I was a phone call away from returning myself: a “no” that once uttered could have been a “yes”.
To My Daughter Emma:
After much careful consideration…I decided to not return to work after my extended leave of absence after the birth of you and your brother.
I strongly believe that a woman’s education, career development and more importantly self-development are important and should NOT be thrown away based on her relationships alone. A decision as important as leaving the work force has to be a carefully considered one.
In our family’s case we believed we were gaining very little by my return to work. I was 100% confident in my relationship with your dad and the common goal of us working together (if I felt that I did not have a strong relationship I would never have given up my job BECAUSE it would reduce my financial power). The choice to stay home for a period of time was made to spend extra time with you at the sacrifice of other things: I will admit that you and your brother have not had swimming lessons and you are two-years old (insert audible gasp from the parent crowd). You did not receive a birthday gift for your first or second birthdays instead we went on a family outing (double gasp). Any new clothes that you have worn in two years has been a gift from family and friends (GASPPPPPP). There are pros and cons to working and having a double income. It is a trade-off.

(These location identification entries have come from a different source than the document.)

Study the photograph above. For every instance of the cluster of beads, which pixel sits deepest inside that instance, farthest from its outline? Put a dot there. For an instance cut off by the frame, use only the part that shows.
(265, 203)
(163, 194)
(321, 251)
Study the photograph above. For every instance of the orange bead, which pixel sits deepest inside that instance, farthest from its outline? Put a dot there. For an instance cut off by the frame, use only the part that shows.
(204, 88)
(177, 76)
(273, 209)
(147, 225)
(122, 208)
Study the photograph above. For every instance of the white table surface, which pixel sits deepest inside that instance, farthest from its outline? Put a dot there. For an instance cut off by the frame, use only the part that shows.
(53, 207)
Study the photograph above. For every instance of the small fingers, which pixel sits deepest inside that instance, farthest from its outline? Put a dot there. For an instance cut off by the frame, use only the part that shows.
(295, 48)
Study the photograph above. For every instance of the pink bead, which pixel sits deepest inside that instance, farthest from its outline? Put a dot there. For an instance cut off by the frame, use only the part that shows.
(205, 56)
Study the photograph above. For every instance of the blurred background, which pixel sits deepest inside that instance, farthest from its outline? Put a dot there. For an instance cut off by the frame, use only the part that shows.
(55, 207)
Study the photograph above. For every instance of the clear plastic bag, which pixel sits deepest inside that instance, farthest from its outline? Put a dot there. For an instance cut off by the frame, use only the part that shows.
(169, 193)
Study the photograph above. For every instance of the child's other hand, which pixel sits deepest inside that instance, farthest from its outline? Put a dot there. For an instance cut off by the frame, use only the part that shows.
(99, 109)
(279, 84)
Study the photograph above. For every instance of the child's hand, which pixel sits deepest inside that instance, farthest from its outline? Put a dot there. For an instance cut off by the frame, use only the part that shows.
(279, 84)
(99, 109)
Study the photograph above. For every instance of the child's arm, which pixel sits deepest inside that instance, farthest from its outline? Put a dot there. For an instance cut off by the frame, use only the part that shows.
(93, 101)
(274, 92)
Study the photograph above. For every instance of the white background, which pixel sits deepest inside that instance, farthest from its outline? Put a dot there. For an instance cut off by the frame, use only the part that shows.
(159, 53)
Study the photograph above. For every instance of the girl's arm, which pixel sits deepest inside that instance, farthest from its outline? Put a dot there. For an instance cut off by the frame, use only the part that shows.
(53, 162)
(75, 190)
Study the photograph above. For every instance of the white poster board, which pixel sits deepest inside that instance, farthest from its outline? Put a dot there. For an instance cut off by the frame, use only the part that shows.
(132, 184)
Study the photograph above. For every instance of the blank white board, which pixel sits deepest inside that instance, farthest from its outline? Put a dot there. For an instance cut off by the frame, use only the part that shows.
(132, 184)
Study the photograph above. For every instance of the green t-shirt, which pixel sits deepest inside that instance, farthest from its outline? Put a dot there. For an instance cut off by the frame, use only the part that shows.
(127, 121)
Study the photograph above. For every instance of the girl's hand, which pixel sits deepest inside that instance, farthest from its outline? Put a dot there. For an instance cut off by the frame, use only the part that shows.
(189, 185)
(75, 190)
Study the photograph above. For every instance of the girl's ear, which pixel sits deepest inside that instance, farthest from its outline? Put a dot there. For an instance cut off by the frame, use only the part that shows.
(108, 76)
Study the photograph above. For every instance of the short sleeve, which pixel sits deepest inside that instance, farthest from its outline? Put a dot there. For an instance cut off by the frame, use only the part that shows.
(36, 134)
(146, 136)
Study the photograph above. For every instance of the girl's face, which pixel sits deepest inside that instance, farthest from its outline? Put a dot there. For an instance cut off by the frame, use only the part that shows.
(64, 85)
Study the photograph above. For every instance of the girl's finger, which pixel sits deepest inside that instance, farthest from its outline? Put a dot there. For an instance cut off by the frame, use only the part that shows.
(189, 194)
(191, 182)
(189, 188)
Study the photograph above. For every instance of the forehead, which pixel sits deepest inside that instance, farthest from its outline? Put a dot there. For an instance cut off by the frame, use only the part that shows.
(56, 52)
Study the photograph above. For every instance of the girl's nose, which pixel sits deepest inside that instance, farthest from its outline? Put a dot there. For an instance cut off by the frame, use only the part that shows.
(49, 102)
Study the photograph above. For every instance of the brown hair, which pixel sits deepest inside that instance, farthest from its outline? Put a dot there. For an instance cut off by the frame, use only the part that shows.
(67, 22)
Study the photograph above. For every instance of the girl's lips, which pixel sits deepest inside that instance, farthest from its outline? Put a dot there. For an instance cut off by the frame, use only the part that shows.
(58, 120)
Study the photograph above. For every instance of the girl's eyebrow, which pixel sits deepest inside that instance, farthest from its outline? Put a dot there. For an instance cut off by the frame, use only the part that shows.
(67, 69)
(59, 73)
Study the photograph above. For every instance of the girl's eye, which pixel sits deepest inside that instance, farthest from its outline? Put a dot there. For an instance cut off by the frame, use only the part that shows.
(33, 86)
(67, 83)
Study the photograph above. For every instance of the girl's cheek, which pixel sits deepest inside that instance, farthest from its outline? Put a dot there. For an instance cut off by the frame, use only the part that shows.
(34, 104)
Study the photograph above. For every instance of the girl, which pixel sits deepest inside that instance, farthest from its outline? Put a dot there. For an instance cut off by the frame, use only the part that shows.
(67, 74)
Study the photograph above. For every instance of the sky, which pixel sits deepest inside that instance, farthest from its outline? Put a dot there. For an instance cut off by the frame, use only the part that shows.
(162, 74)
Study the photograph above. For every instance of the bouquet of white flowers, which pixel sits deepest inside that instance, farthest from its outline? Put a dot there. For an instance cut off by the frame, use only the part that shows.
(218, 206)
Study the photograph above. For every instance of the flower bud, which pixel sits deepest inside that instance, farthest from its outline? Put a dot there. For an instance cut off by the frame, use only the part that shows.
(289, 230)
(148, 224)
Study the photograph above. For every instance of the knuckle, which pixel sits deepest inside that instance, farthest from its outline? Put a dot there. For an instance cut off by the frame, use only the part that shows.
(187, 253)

As a woman I feel empowered to be able to make the choice to stay home. I wasn’t told that I had to. I wasn’t forced into the decision. I still have equal power in my marriage. I have a strong sense of our family’s finances and equal purchasing power. These are important points to consider. Money is power. I am not any less of a person because I don’t have an employee number. My dreams and aspirations are intact even though my wardrobe is in shambles.
To my daughter – you have a choice to be who you want to be. You can have it all but sometimes the costs of having it all at once are way too high. This was the case for me. The cost of having a career, raising three children in these early years and the small monetary gain was too high. I shed tears for what I thought I wanted. I shed tears for letting go of material and career-related aspirations. But I can assure you that I feel stronger than ever once I focused on things that are more important to me. It still stings when I am referred to as “unemployed” or “just a stay at home mom”…at the end of the day that is my pride and nothing more.